Mountain stroll: 青山常運歩

A snow day meant the Sacred Mountains class didn't meet today, so I had a chance to go down a rabbit hole. Near the end of Edwin Bernbaum's Sacred Mountains of the World comes a brief quotation from the 13th century Japanese Zen master Dogen:

As for mountains, there are mountains hidden in jewels; there are mountains hidden in marshes, mountains hidden in the sky; there are mountains hidden in mountains. There is a study of mountains hidden in hiddenness. (San Francisco: Sierra Club Books, 1992, 257)

It comes a page after another well-chosen quotation, from the Skanda Purana:

He who thinks of Himachal, even if he does not see it, is greater than he who accomplishes all his devotions at Benares. He who thinks of Himachal will be freed from all his sins.... (256)

At this point in his gorgeously illustrated account of holy peaks around the world, Bernbaum is addressing readers who cannot but be filled with a mix of Wanderlust and envy. Just thinking about sacred mountains can be salutary for us who live in cities and on the plains, he concedes. Indeed, mountains by themselves - even ones held sacred by various peoples - can't reliably do the work for us, since their devotés are liable to mistake the symbol for what is symbolized: the holy mystery of life itself, disclosed through the double-take of things experienced as natural at the same time as holy. This ultimate depth experience is more accessible on mountains than elsewhere, given their optics, but the reality revealed is everywhere. Thus: Dogen.

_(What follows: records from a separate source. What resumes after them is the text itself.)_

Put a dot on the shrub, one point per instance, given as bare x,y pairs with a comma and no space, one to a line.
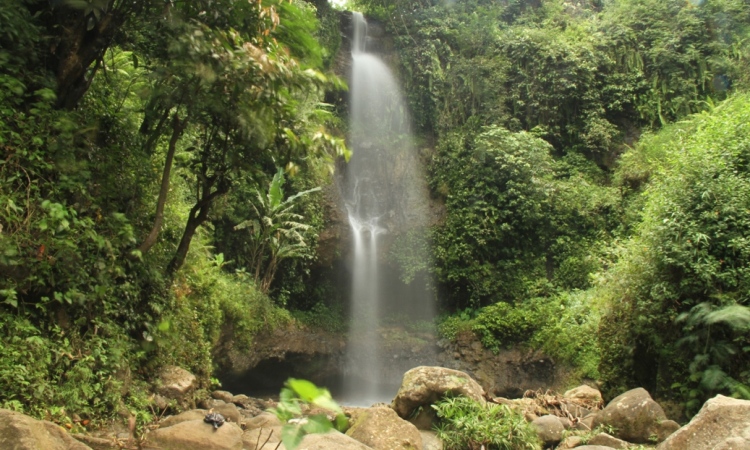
467,424
502,324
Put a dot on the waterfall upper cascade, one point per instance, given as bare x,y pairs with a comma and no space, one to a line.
385,196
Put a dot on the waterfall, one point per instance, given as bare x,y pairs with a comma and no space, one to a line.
385,194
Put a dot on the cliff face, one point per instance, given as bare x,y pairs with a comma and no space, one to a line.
404,182
320,357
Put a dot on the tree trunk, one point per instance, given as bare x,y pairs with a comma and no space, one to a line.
177,129
198,215
83,41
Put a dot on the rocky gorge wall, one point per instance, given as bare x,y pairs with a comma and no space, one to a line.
319,357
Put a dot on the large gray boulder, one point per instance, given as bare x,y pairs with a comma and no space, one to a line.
584,394
723,424
228,410
195,434
424,385
382,429
430,440
175,383
21,432
634,416
549,428
608,441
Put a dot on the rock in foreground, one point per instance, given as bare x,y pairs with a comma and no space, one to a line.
634,416
21,432
195,434
382,429
723,423
424,385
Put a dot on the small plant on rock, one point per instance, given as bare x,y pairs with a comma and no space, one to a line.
289,411
468,424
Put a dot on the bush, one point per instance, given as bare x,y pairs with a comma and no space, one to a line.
569,333
502,324
56,373
687,264
324,317
467,424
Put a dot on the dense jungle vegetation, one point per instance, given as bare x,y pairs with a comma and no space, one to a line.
160,165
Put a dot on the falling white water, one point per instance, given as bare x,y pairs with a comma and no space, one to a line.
385,195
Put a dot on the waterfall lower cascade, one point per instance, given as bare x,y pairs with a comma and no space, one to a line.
386,196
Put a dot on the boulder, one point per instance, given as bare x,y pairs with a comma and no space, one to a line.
634,416
21,432
175,383
608,441
333,440
193,414
665,429
99,443
722,423
549,428
195,434
263,420
210,403
424,385
570,442
585,394
224,396
262,438
228,410
382,429
430,440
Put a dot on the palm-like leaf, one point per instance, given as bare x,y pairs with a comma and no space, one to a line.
276,231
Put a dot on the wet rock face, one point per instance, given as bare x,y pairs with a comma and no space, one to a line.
509,373
21,432
319,357
382,429
423,386
634,416
722,423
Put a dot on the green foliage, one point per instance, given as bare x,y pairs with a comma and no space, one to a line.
715,335
450,326
323,317
302,392
518,221
227,89
468,424
686,264
567,332
275,233
501,325
212,309
57,372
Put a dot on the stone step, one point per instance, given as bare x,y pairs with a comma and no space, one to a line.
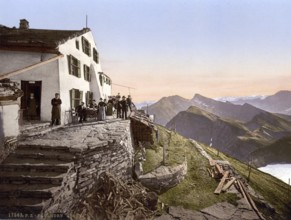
19,212
41,156
19,180
22,202
31,174
34,161
15,194
25,169
43,148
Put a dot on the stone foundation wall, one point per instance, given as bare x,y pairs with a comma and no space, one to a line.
142,128
164,177
114,155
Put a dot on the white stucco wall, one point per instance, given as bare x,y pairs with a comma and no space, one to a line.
55,75
9,120
68,82
47,73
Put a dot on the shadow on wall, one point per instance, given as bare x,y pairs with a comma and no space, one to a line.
1,131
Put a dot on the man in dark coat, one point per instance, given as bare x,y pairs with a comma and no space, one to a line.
56,109
129,102
124,107
118,107
82,112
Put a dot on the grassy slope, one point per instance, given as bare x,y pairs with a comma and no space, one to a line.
196,191
272,189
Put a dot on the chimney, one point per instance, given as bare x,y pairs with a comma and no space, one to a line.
24,24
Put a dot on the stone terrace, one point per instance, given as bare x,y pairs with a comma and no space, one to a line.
47,172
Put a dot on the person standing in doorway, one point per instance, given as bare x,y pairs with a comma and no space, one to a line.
124,107
56,109
129,102
101,110
82,112
31,107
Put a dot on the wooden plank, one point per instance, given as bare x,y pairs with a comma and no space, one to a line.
219,168
228,184
220,185
251,201
210,173
212,162
243,192
24,69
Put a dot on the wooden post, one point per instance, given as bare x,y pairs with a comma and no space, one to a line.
289,187
250,170
221,183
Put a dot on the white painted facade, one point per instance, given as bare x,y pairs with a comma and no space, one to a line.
55,77
9,120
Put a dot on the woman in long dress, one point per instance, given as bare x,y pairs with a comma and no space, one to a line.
101,110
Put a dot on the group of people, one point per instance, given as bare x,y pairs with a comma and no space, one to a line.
116,105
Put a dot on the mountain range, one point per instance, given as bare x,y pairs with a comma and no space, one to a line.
242,108
277,103
235,138
238,128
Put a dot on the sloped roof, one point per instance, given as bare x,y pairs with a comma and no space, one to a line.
35,39
9,91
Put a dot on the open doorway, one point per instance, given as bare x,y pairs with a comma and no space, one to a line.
31,99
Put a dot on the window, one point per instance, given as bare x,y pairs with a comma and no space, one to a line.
89,98
76,97
95,55
74,66
77,44
101,79
87,75
86,46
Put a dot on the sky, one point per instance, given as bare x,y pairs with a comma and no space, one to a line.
177,47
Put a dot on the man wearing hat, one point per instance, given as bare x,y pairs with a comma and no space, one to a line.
101,110
56,109
124,107
82,112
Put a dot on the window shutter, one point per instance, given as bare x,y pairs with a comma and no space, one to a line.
87,98
100,79
81,97
72,96
84,71
83,44
79,69
69,63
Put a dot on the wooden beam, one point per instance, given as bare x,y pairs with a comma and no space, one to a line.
228,184
24,69
219,169
220,185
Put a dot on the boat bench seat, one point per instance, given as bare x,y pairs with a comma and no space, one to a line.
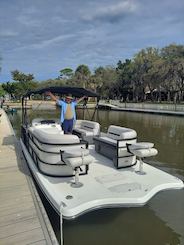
77,158
141,150
86,130
45,145
114,145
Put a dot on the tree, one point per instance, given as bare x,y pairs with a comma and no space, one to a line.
82,75
24,82
66,73
2,91
9,88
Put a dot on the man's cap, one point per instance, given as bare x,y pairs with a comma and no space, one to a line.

Knowing we wouldn't have class, I veered away from Bernbaum prep to Dogen quest. Where does 道元 Dogen (1200-1253) say this, and what could it mean? It turns out to be near the end of the "山水経 Mountains and Waters Sutra," one of the earliest parts of the 正法眼蔵 Shobogenzo. The translation can be found here; the original, which I can half-pretend to be able to read, goes like this:

山も寶にかくるる山あり、澤にかくるる山あり、空にかくるる山あり、山にかくるる山あり、藏に藏山する參學あり。

But to know what it might mean you need to know that Dogen's heading toward a complicated denouement, where words melt and recongeal, even as mountains are understood as the embodied insights of enlightened beings. (As a modern-language explanation I found puts it, 山はただ山であるというのではなく、解脱者の見た山であるということである.) Good also to know that the whole work is framed by the enigmatic pronouncements of two Chinese sages, 芙蓉道楷 Furong Daokai (1043-1118) and 雲門文偃 Yunmen Wenyan (864-949)

青山常運歩

東山水上行

the blue [green] mountains walk and the Eastern mountains move over water. There's all sorts of cool stuff about the nonduality of water and mountains, about water going upward and experienced as a solid palace by fish in the sea, while mountains, too, 流 flow (and don't flow; it's complicated, and isn't). But the upshot - an upshot - is:

自己の運歩をしらんがごとき、まさに青山の運歩をもしるべきなり。 

Those who would know their own walking must also know the walking of the blue [green] mountains. This has something to do with how we become one with what we perceive, so the mountains walk as we walk them, and as we study them mountains study themselves. But this is just the surface of what's going on, since, long before we came to the mountains, whether in thought or in stride, they were seen by the buddhas, and in some way we could with effort realize as well, are manifestations of these seeings. 山水が仏の教えを説 "Mountains and waters preach the Buddha's teaching," the modern Japanese page explains.

They are sutras - a claim not entirely unlike John Muir's stone sermons:

It seems strange that visitors to Yosemite should be so little influenced by its novel grandeur, as if their eyes were bandaged and their ears stopped. Most of those I saw yesterday were looking down as if wholly unconscious of anything going on about them, while the sublime rocks were trembling with the tones of the mighty chanting congregation of waters gathered from all the mountains round about, making music that might draw angels out of heaven. Yet respectable-looking, even wise-looking people were fixing bits of worms on bent pieces of wire to catch trout. Sport they called it. Should church-goers try to pass the time fishing in baptismal fonts while dull sermons were being preached, the so-called sport might not be so bad; but to play in the Yosemite temple, seeking pleasure in the pain of fishes struggling for their lives, while God himself is preaching his sublimest water and stone sermons! (My First Summer in the Sierra)

Okay, so maybe the resemblance is just superficial. But both views dissolve the solidity of mountains in a way Bernbaum might question. Or was the Dogen reference at the end an invitation to just such a detour?